Here, the intent is to create something original and authentic, sophisticated but still casual; a modern saloon. At only a week old it appears that restauranteurs Hanif Harji and Charles Khabouth (whose collective portfolios already boast top dining destinations like Kultura , La Société and Cube ) have already found success with this concept.
The restaurant is bustling and the bar is full. The servers, sporting fun leather holsters, seem unfazed, but they are both gracious and charming as they tend to diners and deliver impeccable service. In the kitchen, executive chef Stuart Cameron and chef de cuisine Kanida Chey show off with food that is heavily technique-driven, but also approachable and easy to eat.
The menu offers a modern take on American cuisine at surprising value. The Scotch Egg ($4) seems modestly priced considering it comes wrapped in chorizo with a soft golden centre that could only be the product of some incredibly delicate and arduous process. Sitting atop a bed of sweet tomato jam and topped with freshly shaved black truffle, the two-bite serving is delightful.
The Seared Bonito ($12) features albacore tuna crusted in Za Ataar spices and garnished with diced tomatoes, avocado pearls and citrus. It is an inspired plate that is as beautiful as it is delicious. The sous-vide Halibut ($26) arrives topped with crispy fried leeks and studded with clams and house-cured lardons.

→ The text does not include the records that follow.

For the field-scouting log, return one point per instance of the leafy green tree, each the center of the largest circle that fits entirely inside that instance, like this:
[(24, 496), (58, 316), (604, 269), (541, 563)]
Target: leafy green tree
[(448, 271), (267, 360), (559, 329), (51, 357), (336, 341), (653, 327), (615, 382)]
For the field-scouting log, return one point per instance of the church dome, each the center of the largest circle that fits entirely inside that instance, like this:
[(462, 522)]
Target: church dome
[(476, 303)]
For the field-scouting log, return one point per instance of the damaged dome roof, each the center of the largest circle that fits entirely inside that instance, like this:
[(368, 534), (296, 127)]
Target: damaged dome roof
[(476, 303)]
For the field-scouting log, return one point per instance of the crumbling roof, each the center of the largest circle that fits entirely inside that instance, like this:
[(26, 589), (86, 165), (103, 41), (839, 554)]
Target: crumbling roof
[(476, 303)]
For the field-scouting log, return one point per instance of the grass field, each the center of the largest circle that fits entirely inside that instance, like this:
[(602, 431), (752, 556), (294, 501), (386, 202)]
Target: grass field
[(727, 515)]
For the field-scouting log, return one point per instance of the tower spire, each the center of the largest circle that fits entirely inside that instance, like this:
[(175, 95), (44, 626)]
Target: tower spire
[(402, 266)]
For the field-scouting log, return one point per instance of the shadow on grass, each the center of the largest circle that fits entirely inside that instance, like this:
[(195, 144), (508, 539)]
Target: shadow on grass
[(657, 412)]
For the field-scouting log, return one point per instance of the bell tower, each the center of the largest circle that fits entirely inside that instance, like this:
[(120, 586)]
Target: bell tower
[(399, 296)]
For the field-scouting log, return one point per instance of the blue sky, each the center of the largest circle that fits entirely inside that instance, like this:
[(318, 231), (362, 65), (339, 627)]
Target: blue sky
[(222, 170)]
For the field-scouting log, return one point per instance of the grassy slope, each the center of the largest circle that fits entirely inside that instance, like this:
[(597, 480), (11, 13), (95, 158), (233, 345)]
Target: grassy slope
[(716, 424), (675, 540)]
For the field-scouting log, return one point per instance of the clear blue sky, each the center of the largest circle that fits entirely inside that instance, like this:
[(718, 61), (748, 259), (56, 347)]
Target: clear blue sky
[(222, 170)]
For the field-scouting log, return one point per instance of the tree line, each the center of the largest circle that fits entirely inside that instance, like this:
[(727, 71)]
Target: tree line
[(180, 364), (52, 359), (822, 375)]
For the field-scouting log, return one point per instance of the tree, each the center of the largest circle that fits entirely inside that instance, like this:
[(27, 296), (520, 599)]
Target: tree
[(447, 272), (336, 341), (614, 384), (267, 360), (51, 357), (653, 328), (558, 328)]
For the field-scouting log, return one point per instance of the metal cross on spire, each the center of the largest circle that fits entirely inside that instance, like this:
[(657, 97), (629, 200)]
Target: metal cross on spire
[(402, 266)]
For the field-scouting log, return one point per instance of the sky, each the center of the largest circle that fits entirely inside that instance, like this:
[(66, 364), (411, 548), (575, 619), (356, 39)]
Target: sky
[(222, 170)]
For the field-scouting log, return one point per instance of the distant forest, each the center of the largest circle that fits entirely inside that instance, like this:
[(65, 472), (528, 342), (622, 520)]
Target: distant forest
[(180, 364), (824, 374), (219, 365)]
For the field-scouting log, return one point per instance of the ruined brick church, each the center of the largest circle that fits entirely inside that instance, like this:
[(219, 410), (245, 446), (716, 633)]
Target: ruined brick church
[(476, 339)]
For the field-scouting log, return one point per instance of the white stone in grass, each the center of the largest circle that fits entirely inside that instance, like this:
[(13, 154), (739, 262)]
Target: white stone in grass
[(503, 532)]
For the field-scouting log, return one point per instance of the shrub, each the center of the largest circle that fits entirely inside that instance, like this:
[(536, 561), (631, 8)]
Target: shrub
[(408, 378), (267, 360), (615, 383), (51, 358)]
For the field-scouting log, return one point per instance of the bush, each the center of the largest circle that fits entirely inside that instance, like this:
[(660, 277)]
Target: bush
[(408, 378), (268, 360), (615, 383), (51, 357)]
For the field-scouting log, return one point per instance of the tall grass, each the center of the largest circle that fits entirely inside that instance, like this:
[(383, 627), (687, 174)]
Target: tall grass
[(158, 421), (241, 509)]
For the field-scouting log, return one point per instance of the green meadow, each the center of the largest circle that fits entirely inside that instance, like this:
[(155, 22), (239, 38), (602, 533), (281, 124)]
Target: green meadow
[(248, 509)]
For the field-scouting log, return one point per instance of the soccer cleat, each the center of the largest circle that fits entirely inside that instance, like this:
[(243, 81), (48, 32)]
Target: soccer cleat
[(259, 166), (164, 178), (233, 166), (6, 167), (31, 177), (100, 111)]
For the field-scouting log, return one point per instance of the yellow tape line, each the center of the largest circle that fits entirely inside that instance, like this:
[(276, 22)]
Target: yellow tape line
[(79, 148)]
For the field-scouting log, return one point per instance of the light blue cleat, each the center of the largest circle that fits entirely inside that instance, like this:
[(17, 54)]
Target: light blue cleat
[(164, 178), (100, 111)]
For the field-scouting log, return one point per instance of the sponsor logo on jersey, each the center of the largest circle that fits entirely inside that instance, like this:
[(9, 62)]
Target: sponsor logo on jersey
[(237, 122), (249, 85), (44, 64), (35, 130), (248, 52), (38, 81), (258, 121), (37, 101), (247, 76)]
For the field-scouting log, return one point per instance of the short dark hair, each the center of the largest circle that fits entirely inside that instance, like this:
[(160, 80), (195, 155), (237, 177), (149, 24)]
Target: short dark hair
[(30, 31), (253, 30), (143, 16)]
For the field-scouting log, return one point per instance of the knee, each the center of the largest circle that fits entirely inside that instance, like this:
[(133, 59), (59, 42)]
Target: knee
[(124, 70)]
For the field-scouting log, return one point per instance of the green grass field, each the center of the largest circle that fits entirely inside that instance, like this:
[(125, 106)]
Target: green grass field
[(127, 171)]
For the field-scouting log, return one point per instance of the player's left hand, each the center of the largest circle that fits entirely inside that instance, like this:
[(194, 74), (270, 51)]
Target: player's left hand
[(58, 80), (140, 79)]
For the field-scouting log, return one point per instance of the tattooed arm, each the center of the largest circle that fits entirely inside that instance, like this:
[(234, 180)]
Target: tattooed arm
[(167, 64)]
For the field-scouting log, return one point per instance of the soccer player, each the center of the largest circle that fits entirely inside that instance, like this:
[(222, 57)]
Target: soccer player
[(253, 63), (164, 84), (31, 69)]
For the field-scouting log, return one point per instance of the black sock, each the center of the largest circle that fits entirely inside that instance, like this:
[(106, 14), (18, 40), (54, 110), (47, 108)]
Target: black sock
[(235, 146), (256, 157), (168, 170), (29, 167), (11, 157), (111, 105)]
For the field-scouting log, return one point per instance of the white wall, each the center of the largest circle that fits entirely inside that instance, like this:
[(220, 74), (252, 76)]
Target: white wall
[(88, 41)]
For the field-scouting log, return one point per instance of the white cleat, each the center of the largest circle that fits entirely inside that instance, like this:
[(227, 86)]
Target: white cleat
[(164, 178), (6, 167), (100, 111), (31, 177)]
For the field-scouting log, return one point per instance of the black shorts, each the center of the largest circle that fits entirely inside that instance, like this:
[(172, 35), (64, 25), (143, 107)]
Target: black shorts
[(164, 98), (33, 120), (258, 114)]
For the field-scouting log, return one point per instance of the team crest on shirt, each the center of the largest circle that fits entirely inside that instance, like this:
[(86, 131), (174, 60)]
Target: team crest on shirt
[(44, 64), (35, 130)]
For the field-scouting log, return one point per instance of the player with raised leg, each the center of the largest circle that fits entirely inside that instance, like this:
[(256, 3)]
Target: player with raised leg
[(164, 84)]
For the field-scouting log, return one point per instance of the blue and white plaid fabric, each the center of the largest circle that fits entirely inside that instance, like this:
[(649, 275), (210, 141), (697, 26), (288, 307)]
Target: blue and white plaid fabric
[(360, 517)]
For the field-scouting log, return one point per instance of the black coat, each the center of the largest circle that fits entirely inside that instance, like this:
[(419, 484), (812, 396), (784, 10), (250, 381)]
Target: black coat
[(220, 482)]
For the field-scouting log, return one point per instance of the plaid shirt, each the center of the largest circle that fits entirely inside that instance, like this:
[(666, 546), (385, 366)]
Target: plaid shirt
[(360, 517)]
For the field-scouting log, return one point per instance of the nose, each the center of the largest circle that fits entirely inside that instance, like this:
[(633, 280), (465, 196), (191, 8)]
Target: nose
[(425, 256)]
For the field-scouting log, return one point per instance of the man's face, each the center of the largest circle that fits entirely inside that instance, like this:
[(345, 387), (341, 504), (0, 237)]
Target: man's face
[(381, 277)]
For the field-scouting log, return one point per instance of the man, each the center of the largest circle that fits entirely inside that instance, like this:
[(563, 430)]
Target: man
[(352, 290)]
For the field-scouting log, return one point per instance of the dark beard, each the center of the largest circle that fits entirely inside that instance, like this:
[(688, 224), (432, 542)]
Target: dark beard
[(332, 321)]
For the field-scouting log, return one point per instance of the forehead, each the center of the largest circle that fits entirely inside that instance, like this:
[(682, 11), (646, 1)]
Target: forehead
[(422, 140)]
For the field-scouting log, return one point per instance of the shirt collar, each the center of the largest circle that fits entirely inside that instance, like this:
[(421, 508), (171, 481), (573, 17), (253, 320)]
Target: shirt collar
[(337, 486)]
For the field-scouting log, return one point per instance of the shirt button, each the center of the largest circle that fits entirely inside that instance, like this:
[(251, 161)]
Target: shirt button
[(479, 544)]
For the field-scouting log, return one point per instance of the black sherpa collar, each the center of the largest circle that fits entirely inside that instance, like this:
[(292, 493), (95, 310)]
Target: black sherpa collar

For dessert, each description is more enticing than the last. The Pannacotta ($8) is artfully plated with a base of pistachio, framing two coconut-dusted pannacotta cubes filled with blood orange gelée.
Like any good saloon, Weslodge features an extensive bar menu including cocktails by the glass or bottle. Behind the bar, Elan Marks (also from Harji's Kultura and Nyood ) crafts updated classics like the Tabacco Manhattan ($17/glass) made with housemade bitters and the Barrel Aged Negroni ($14/glass), garnished with a deep toasted orange peel.
Open for lunch on weekdays, dinner seven days a week, and brunch on Sundays, Weslodge Saloon is certainly worth the visit. The exceptional food, service and atmosphere all make this a standout destination – even on an already vibrant stretch of King West.